The second phase, Tracking, maps the permissible network traffic path from the compromised device’s (e.g. web server) zone to the other zones identified during the first phrase based on router or firewall policies. The following Tracing Matrix Zones presents a sample relationship traffic flow between the security zones. Since the compromised web server resides in the DMZ (Zone B), the Tracing Zone Matrix highlights (Red) the possible compromised (DMZ) key zone’s relationship with the other zones. The network traffic flow path between the compromised (DMZ) key zone and the other permissible zones should be carved out and saved as individual zone-to-zone logs for separate analysis or possible elimination (e.g. no zone-to-zone traffic exist, only trusted zone traffic exist). In cases where Intra-zone traffic (Lateral Movement) occurs, the incident responder should also extract and analyze the network traffic, because the culprit can reside within the same zone. 

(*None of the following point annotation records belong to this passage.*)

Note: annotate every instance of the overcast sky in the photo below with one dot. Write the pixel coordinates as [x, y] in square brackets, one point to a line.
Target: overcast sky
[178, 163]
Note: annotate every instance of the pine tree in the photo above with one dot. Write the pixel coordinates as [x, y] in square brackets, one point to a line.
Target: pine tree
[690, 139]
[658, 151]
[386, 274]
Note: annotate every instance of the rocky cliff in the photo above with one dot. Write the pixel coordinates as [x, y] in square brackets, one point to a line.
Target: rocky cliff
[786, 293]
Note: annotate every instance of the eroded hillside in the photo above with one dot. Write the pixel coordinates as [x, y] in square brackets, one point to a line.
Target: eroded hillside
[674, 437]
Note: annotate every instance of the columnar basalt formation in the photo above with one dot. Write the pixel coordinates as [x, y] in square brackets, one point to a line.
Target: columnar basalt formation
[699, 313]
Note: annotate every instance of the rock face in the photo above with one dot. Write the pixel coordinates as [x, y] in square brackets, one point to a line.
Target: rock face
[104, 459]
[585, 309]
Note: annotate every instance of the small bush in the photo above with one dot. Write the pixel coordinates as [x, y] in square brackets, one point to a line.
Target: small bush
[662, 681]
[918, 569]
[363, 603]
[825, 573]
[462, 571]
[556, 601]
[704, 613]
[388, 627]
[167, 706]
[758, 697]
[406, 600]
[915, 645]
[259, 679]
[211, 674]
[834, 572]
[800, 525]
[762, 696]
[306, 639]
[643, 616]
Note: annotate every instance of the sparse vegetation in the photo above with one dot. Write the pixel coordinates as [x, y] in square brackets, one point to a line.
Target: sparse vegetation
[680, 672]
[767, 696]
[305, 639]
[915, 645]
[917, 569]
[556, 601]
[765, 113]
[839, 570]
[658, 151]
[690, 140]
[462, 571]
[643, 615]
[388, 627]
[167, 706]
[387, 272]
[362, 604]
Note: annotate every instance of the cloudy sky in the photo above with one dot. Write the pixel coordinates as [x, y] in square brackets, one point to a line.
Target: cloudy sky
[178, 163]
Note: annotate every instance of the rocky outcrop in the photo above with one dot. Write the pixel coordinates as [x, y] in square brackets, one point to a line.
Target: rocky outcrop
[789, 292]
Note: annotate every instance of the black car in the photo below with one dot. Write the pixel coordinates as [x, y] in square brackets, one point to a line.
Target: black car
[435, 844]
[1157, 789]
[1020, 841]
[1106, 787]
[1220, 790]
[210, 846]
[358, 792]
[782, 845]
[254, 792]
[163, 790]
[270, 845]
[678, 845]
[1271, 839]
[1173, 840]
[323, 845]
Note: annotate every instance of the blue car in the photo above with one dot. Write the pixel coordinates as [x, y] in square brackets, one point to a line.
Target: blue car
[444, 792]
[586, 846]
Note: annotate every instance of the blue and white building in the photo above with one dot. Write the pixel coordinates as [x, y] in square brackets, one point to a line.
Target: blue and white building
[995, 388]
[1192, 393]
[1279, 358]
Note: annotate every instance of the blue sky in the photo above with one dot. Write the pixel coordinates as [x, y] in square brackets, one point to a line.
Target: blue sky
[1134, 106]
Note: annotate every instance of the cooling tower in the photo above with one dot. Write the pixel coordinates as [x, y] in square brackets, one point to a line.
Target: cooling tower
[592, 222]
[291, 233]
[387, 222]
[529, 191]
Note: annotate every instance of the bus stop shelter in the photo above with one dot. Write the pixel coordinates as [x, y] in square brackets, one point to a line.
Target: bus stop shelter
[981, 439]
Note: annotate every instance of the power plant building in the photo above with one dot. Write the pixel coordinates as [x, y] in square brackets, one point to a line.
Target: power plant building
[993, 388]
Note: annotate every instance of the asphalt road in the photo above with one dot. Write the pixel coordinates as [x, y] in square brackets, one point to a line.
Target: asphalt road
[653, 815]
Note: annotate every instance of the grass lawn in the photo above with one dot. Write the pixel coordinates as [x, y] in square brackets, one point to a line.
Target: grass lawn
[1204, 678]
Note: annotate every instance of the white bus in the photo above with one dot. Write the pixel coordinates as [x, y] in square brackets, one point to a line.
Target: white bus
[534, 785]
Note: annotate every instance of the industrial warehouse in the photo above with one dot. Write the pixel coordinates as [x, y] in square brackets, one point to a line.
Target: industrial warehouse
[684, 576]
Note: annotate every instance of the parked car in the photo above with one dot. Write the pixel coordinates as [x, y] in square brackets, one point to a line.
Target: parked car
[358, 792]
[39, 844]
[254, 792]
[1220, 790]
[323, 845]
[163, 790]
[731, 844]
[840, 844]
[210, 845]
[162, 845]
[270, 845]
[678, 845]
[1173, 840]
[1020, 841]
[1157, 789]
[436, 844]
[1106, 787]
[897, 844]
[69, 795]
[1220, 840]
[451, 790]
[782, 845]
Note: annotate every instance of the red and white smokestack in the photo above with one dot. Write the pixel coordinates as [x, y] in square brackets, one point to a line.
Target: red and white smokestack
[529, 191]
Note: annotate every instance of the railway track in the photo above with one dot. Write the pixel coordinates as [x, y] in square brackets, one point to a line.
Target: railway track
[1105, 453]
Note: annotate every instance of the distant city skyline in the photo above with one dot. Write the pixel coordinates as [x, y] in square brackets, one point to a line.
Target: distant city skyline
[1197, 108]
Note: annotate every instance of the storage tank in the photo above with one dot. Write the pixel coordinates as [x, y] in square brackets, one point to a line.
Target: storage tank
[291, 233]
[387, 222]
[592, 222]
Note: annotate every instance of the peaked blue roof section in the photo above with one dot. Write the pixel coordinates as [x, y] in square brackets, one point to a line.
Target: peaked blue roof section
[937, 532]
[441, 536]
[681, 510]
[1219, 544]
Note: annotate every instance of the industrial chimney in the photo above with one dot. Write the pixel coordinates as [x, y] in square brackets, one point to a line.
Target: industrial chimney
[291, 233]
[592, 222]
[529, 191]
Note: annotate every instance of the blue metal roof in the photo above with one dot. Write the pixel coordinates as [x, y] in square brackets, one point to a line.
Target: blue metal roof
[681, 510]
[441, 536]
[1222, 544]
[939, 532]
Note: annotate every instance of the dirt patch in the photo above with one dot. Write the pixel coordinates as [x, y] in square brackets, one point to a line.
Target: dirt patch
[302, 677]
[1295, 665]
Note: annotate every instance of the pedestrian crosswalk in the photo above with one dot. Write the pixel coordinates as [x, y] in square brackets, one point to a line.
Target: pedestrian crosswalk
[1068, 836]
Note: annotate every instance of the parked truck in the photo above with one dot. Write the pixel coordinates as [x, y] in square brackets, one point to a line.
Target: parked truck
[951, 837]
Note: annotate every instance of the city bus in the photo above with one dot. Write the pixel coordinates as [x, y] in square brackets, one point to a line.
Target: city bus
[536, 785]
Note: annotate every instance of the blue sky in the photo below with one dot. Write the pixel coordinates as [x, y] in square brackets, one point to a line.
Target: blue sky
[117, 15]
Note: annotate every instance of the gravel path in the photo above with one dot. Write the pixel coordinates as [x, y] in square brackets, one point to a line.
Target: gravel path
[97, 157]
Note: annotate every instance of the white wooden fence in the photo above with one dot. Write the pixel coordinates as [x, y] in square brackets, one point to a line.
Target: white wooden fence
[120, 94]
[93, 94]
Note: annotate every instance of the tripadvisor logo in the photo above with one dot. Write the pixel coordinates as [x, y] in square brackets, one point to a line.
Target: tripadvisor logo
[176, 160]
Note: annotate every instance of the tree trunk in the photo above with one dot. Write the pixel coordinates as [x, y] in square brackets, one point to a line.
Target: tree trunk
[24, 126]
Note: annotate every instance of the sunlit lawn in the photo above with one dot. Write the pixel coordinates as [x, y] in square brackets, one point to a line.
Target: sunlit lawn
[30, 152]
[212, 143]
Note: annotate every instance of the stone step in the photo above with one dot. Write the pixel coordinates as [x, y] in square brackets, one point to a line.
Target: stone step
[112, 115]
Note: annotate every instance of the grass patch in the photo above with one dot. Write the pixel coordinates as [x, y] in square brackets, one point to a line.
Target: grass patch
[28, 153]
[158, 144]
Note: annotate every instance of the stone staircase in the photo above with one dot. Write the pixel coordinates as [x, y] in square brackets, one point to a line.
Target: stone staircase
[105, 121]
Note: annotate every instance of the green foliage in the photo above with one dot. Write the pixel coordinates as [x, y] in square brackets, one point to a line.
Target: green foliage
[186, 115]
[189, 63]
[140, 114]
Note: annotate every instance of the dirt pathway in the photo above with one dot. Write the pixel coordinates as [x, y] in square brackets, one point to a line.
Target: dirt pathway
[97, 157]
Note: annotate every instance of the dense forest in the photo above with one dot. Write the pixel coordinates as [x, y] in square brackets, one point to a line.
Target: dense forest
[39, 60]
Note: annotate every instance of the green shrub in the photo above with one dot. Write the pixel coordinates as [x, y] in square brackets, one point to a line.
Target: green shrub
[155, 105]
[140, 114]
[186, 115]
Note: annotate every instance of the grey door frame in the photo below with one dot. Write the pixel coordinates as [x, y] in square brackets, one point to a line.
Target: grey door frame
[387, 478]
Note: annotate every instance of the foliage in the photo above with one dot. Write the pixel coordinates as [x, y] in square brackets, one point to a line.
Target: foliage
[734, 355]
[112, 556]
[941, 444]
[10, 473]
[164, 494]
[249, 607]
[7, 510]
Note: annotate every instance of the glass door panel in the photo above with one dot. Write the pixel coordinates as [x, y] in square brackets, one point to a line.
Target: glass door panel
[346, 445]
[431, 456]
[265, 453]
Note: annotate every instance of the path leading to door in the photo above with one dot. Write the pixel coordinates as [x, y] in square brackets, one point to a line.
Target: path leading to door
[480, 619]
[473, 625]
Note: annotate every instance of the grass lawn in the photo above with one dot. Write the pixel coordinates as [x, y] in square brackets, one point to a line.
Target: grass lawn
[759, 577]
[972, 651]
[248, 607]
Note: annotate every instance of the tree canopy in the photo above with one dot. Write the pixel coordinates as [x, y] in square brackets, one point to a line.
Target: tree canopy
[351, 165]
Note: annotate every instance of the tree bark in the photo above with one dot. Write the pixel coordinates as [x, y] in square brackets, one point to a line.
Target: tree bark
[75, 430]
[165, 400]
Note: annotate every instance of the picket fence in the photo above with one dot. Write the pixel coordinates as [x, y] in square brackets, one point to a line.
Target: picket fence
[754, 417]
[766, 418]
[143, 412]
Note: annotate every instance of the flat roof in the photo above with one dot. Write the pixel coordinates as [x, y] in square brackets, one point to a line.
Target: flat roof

The third phase, End-to-End, identifies specific bi-directional IP address relationships between the specific compromised device (e.g. web server) and, if possible, any specific devices communicating with the compromised device per zone. This should contain only network traffic to or from the attacking or attacked device (e.g. hacker computer, infected botnet device) and the compromised web server. For this phase, the incident responder is further reducing the network traffic by segmenting within each zone the specific source and destination IP addresses interacting with the compromised server’s IP address.

The final phase, Point Analysis, identifies the compromised device’s ports (e.g. 80, 443, 22) and protocols (e.g., TCP, HTTP, HTTPS) to assist in determining the specific application(s) or malicious software residing on the vulnerable system (see below). Once the host ports and protocols have been identified and reviewed, the incident responder will have the needle and the logical thread leading to the attacking host. For further analysis, please review the stages presented in my previous blog post 'What application is connecting to the internet?'.

In summary, this blog post provides four phases to assist the incident responder to reduce the amount of network traffic for finding the proverbial needle in the haystack. While it represents a simple example, the ability of an incident responder to reduce network traffic is critical for any intrusion investigation. If any malicious inbound or outbound connections to the compromised web server were identified, the incident responder would be able to identify the specific IP addresses, protocols, and ports used by the nefarious attacker and could block the traffic at the network perimeter via ingress/egress firewall and/or proxy rules.

References

  1. Romig, H. (2015, September 24). Investigators: Does your search pattern fit the crime scene? Retrieved from https://www.policeone.com/investigations/articles/9508297-Investigators-Does-your-search-pattern-fit-the-crime-scene/
  2. Oppenheimer, P. (2010). Top-Down Network Design; Third Edition. Cisco Press.
  3. Muniz, J., & Lakhani, A. (2018). Investigating the Cyber Breach: The Digital Forensics Guide for the Network Engineer. Cisco Press.